Business
Kroger and Major Fleets Move to Dismiss 'No-Hire' Blacklist Lawsuit
Kroger and mega-carriers Swift, U.S. Xpress, and Werner are pushing to dismiss a lawsuit alleging they colluded to blacklist union drivers after a bankruptcy.
What happened: Retail giant Kroger and major carriers Swift Transportation, U.S. Xpress, and Werner Enterprises have asked a federal court to dismiss a lawsuit alleging they engaged in illegal "no-hire" agreements. The legal challenge, brought forward by former unionized drivers for Quickway Transportation, claims the companies colluded to blacklist them from employment following Quickway's bankruptcy in early 2026.
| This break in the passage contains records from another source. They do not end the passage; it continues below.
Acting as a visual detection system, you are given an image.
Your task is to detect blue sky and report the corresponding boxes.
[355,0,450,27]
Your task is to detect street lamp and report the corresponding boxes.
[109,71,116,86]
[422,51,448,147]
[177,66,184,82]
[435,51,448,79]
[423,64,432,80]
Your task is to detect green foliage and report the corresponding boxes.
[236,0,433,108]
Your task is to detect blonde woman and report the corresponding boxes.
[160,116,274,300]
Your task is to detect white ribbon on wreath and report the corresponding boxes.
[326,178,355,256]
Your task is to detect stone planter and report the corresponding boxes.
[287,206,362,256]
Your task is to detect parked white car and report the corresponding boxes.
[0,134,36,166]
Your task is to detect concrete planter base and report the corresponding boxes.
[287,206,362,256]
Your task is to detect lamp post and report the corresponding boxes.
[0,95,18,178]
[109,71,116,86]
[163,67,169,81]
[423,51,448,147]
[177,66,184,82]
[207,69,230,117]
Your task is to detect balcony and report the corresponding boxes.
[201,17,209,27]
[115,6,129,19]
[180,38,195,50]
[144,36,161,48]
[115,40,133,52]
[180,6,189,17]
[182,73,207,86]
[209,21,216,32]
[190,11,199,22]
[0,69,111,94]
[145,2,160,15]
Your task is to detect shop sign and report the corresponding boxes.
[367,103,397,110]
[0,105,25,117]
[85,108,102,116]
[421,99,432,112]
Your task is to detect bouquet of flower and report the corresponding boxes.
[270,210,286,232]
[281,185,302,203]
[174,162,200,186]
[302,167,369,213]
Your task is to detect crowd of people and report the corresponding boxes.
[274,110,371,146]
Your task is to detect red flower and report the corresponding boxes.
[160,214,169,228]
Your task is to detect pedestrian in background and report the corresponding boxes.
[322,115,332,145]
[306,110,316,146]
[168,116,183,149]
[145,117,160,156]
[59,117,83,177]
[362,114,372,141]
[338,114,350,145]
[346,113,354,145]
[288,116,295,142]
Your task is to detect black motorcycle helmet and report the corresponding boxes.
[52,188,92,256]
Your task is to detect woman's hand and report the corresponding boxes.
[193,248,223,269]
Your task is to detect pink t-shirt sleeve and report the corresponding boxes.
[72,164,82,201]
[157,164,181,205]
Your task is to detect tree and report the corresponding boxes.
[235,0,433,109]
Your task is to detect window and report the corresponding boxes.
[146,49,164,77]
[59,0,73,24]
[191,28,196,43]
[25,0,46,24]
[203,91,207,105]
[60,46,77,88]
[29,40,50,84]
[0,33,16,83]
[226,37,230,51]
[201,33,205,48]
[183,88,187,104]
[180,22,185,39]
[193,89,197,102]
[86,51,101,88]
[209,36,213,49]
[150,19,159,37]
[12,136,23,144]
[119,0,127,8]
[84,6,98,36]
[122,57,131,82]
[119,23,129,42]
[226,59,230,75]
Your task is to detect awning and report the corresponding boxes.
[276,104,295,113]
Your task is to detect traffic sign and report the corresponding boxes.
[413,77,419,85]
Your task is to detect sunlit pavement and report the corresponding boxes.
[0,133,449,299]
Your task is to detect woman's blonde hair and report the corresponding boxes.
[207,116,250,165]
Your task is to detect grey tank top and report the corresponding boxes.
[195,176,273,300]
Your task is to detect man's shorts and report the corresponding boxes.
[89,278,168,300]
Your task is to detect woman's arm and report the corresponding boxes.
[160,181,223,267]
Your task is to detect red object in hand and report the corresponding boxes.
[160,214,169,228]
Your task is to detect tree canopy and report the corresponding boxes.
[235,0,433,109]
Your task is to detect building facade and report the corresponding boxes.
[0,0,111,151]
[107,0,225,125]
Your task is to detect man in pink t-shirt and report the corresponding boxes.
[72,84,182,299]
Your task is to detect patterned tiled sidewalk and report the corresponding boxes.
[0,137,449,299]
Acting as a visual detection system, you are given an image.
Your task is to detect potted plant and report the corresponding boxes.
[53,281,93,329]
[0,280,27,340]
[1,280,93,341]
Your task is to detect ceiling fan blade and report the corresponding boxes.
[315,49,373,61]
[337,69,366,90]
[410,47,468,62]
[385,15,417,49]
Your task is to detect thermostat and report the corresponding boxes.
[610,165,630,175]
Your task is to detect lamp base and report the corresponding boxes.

Why drivers should care: When a carrier goes under, a driver's professional record and clean safety history should be their passport to the next job. If massive shippers and mega-fleets can orchestrate behind-the-scenes agreements to block specific groups of drivers from being hired, it threatens basic workforce portability and sets a dangerous precedent for driver career mobility.
The Allegations Behind the No-Hire Lawsuit
On June 9, 2026, defense attorneys representing Kroger, Werner Enterprises, and Knight-Swift Transportation Holdings subsidiaries (Swift and U.S. Xpress) filed motions to throw out an antitrust lawsuit brought by displaced Teamsters drivers. According to court filings, the dispute dates back to early 2026 when dedicated carrier Quickway Transportation shuttered its operations and entered bankruptcy. The lawsuit alleges that Kroger actively directed its primary alternative carriers not to hire the former Quickway union drivers, effectively freezing them out of the local dedicated freight network.
What it means for owner-operators
- Shipper Leverage: While this case specifically involves W-2 company drivers, it exposes how much operational leverage major retail shippers command over dedicated carrier networks.
- Contract Vulnerability: Independent contractors leased to fleets handling massive retail accounts should recognize that corporate shifts or shipper-carrier realignments can instantly impact their access to consistent freight lines.
What it means for company drivers
- Blacklisting Risks: The case underscores the vulnerability of company drivers whose professional data and employment status can be used as leverage during carrier transitions or labor disputes.
- Career Portability: When a fleet collapses, your standing as a safe, professional operator shouldn't be trapped within an employer-controlled loop or subject to backroom agreements between shippers and competing fleets.
What you can do
- Own Your Employment History: Build a personal file of your safe driving milestones, roadside inspection sheets, and employment certifications. Never depend solely on a single carrier's internal portal to preserve your work history.
- Verify Your Background Reports: In the event of a sudden company shutdown or layoff, promptly request a copy of your DAC report and your complete personnel records to verify that your data is reported accurately.
- Keep Safe Practices First: Ensure that any gathering of career records, background checks, or personal log reviews is handled strictly when you are stopped and parked, never while operating a commercial vehicle.
What to watch next
The federal court will evaluate the motions to dismiss to determine whether the drivers' antitrust and collusion claims carry sufficient legal weight to proceed to discovery and trial. The outcome of this case could reshape hiring protections for commercial drivers and establish clearer boundaries regarding how much control a major shipper can exert over a carrier's workforce management policies.